Second, battery capacity has expanded. Most brands now offer 5 amp hour batteries and a few – including Makita – have 6 amp-hours. Milwaukee pushed the limit with their 9.0 amp hour battery. On the 36V front, most stop at a 4.0 amp hour battery. By taking two 18V LXT batteries to an 18V X2 LXT tool, you can step up to 36 volts with 6 amp-hours.
So what’s the big deal?
It’s not as obvious until you look at watt hours, which it the total amount of energy available to do work in a battery system. You get it from the equation:
Nominal Volts x Amp Hours = Watt Hours
For Milwaukee’s 9.0 amp hour battery and DeWalt’s FlexVolt 3.0/9.0 amp hour battery, you get a solid 162 watt-hours.

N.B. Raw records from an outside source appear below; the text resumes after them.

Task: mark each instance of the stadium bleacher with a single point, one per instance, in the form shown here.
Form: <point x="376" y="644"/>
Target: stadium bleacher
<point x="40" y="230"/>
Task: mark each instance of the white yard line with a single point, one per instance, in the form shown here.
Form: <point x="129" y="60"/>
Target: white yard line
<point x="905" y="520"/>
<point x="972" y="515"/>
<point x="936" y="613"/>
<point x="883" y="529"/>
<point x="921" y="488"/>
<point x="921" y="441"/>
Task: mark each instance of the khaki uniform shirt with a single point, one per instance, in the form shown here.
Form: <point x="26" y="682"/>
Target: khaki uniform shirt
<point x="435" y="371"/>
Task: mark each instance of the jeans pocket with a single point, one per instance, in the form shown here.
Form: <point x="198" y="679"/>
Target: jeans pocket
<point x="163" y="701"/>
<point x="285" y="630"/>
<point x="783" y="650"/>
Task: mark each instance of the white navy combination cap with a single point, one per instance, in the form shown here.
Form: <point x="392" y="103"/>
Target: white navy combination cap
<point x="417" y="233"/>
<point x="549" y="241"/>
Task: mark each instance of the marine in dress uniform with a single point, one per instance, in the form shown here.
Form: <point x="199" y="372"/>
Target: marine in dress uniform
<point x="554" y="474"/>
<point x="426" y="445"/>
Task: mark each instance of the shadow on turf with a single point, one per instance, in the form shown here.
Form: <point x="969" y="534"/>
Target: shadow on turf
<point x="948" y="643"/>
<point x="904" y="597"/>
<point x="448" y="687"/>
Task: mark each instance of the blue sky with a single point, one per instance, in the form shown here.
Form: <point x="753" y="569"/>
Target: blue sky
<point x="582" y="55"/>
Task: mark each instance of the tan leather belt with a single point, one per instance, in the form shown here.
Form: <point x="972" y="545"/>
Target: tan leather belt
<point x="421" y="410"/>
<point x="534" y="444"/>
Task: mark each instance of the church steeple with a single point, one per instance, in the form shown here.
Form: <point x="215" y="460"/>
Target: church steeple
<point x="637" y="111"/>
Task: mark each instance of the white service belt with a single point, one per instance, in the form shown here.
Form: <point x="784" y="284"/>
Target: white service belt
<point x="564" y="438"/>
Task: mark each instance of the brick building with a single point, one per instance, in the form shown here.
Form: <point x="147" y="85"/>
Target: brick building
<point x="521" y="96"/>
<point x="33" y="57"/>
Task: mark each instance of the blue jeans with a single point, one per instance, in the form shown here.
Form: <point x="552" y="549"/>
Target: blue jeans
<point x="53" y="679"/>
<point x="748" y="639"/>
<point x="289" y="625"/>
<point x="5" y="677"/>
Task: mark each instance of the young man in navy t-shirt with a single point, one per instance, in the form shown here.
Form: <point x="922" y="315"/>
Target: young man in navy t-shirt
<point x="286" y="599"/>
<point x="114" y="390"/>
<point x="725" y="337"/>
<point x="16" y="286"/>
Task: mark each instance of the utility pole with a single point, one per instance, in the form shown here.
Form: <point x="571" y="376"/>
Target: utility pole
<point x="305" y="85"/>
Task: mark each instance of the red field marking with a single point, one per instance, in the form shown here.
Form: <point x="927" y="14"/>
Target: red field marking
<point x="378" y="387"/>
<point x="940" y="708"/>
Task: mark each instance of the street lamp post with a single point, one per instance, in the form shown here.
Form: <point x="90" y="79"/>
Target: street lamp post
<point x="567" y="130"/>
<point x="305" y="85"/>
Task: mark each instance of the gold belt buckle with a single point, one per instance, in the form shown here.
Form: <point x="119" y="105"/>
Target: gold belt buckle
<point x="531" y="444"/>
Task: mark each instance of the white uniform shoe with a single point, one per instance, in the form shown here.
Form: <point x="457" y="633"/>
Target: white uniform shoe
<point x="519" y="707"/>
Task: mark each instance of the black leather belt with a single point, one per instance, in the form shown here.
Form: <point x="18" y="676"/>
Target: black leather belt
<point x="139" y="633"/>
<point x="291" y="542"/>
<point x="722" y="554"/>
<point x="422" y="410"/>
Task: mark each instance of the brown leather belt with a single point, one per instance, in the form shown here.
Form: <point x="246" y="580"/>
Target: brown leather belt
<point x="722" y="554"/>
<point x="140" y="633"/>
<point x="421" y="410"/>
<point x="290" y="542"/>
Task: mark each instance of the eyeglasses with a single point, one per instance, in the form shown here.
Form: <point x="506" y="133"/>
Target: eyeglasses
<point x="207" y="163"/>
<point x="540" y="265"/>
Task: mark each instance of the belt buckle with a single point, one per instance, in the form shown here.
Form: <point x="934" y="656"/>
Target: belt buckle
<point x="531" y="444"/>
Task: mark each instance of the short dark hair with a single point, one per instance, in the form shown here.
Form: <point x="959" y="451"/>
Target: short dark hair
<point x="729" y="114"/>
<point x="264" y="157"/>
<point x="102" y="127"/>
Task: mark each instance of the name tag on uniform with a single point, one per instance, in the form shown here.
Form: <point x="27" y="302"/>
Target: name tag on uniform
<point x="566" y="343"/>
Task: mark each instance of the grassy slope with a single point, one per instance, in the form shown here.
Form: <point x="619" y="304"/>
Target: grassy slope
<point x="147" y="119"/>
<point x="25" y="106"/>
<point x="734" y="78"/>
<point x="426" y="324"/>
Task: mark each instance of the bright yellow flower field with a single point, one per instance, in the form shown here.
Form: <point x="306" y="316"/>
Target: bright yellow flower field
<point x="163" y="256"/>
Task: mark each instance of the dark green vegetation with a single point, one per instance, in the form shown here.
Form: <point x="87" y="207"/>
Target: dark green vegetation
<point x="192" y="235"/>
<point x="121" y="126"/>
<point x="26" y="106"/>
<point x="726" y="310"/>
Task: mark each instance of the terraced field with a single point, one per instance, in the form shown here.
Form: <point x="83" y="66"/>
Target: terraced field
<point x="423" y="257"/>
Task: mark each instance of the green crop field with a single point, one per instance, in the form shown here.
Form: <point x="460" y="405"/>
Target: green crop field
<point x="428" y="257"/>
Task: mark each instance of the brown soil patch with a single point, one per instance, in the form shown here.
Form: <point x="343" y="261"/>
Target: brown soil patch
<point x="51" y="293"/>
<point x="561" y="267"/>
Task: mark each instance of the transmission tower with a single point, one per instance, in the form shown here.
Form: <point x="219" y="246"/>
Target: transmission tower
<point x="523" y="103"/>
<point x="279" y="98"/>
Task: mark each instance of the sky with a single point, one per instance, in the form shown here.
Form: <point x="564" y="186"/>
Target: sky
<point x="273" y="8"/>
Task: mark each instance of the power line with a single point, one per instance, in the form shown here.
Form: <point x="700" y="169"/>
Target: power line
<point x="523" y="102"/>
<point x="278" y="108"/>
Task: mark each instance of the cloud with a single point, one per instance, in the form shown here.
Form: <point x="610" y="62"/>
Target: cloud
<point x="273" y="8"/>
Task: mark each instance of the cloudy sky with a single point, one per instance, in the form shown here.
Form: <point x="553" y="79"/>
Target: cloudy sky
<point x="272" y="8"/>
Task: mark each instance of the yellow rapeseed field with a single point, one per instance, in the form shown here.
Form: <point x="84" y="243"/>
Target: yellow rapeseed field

With Makita 18V X2 LXT tools, you can take it to a total of 216 watt-hours – a full 33% more capacity than those two options. Compared to the 36V, 4 amp-hour options, it’s an additional 50% capacity.
Is There a Continued Need for the Makita 18V X2 LXT Line?
As brushless motor and battery technology has improved, more cordless tools are able to operate on the 18V platform quite effectively. Tools like Makita’s XWT07 18V LXT Impact Wrench are powerful – 1250 FOOT pounds of torque powerful! So does that mean the 36V platform is on its way out?
Not hardly. Aside from the fact that there are always new tools to bring into the cordless realm on the construction side, Makita has also expanded well into outdoor power equipment. With a full line of cordless OPE to supplement their 4-stroke gas options, Makita has offered their users an incredible amount of versatility all without stepping away from the 18V LXT battery.
With tons of potential left in both Makita 18V X2 LXT cordless tools and the 18V LXT line, don’t expect to see Makita changing direction anytime soon.
I walked into Home Depot to get an 18v lxt sawzall and they were out of them but had the 36v version. I didnt have time to shop another store and my curiosity prompted me to purchase it over a corded version. I have other makita cordless tools so changing brands was not an option. Once I powered it up. I was simply amazed of the power it produced as well as the longevity of the batteries (dual 5.0amp hr). I don’t use a sawzall often but owning that helped me make my next decision. I let an apprentice use… Read more »
Ergo uses the x2 concept for their cordless snow blower – “it combines any two ARC Lithium™ batteries for the power to clear heavy, wet snow.” I have the x2 circular saw – on a couple of volunteer build projects the folks who are builders in their day jobs were impressed by the x2 performance. Until Makita came out with the 6 Ah, 5Ah batteries, the 4Ah battery was limiting. Plus no charge level lights on the smaller packs – have to put them in the saw to see the charge. Also the need for 2 chargers versus 1 charger.… Read more »
by the way i have made my own 10.5 amp-hr batteries for my makita tools…extends run-time insanely while doubling the power on some tools…
and to top the what hr discuction off…if makita came up wit a 9.0 battery now they would have a total of 360 watts…twice milwaukee twice the voltage…half the amps…half the heat…!!!!!!!!!!!
This is a smart idea from Makita, I just wish that Milwaukee had thought of it first. I’ve used Milwaukee cordless tools since around1996 when I saw all the techs in the shop I worked in with their Makita battery latches taped closed on their drills because the latch always always seemed to get caught on something under the car releasing the battery and allowing it to fall out landing on the concrete floor and sometimes breaking it in the process.